Screen Shot 2013-03-26 at 12.35.49 AM

As the screenshot shows, the absence of EVC support for hot migrations across architectures certainly doesn’t prevent cold migrations between them.  With the new hosts installed into the vCenter, licensed, and added to the new cluster, it was time to give them some workloads to run.  Cold migration is super easy.  All that is required is to turn the VM off and follow the same migration process we walked through earlier with the datastore move, only this time pursuing that host migration path.  There is an opportunity to move datastores again, but in this case all hosts are pointing to the same iSCSI target so there is no need.  Migration in this scenario is very fast and within a minute or so the VMs were ready to be restarted on the new hosts.  Windows 2008 returned without a hiccup and activation was not retriggered (interesting).  Windows 2003 didn’t fare nearly as well and actually crashed on restart.  I will take a closer look and figure out what is going on with the W2k3 guest, but in theory it should be able to recover without major issues in moving from Intel to AMD (I’ve actually moved physical installations of Windows 2003 the other way from AMD to Intel), but plug and play is a bit less robust on W2k3 and I am fairly certain that an activation will be triggered at the very least.
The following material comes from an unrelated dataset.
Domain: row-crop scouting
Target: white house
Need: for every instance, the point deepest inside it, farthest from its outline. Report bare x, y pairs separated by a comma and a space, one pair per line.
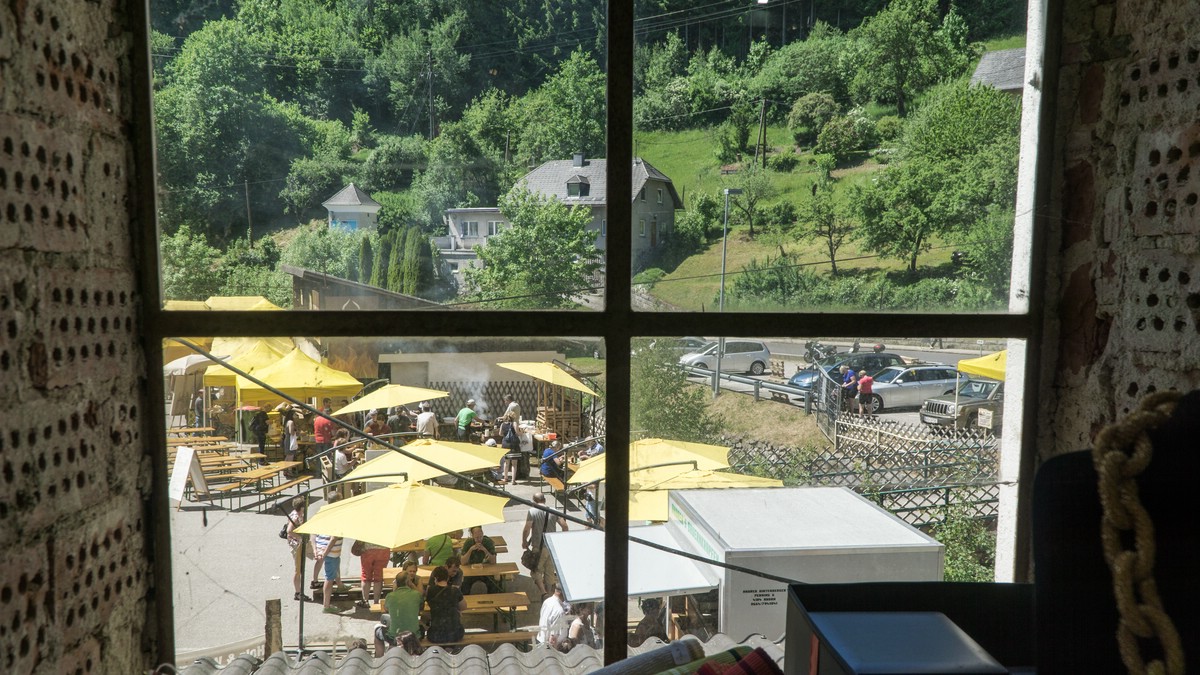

With the VMs rebalanced now across 4 hosts, I brought Active Directory back up across the VPN connection to EC2 and proceeded to bring the AD back in sync across the two sites.  I kept my fingers crossed for this one as I know there were times I ran the EC2 DC without my on-prem DCs being up so there was a genuine risk of the tombstone period having been exceeded which leads to a manual cleanup and a world of hurt that I have grappled with before both in the lab and, unfortunately, at customer sites.  Thats an ugly scenario always best avoided and, fortunately, the AD stayed healthy.
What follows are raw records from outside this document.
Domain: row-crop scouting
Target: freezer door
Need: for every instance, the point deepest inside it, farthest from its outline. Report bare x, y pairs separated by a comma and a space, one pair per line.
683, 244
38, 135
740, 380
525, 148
With everything looking good I braced myself for a final disappointment and checked in on DirectPath IO.  Last time this was a no go as Intel VT-X support is limited to a specific set of server, and high end enthusiast, chipsets and processors.  I pretty much knew that the same would be true in this case, but AMD is better with the breadth of their virtualization support so I figured IOMMU might have a slim chance.  Unfortunately, the 760G chipset doesn’t have the support for IO virtualization (or at least the BIOS on the Gigabyte motherboard doesn’t expose it) even though the FX6100 can do it.  Not a big loss, but some day I will see that option light up!

wah, wah, waaaaaaah
wah, wah, waaaaaaah

With the new lab humming along I am ready to start testing some interesting hybrid cloud scenarios and more advanced management and orchestration options between vCenter and EC2, but those are topics for future entries.  Until then, thanks for reading!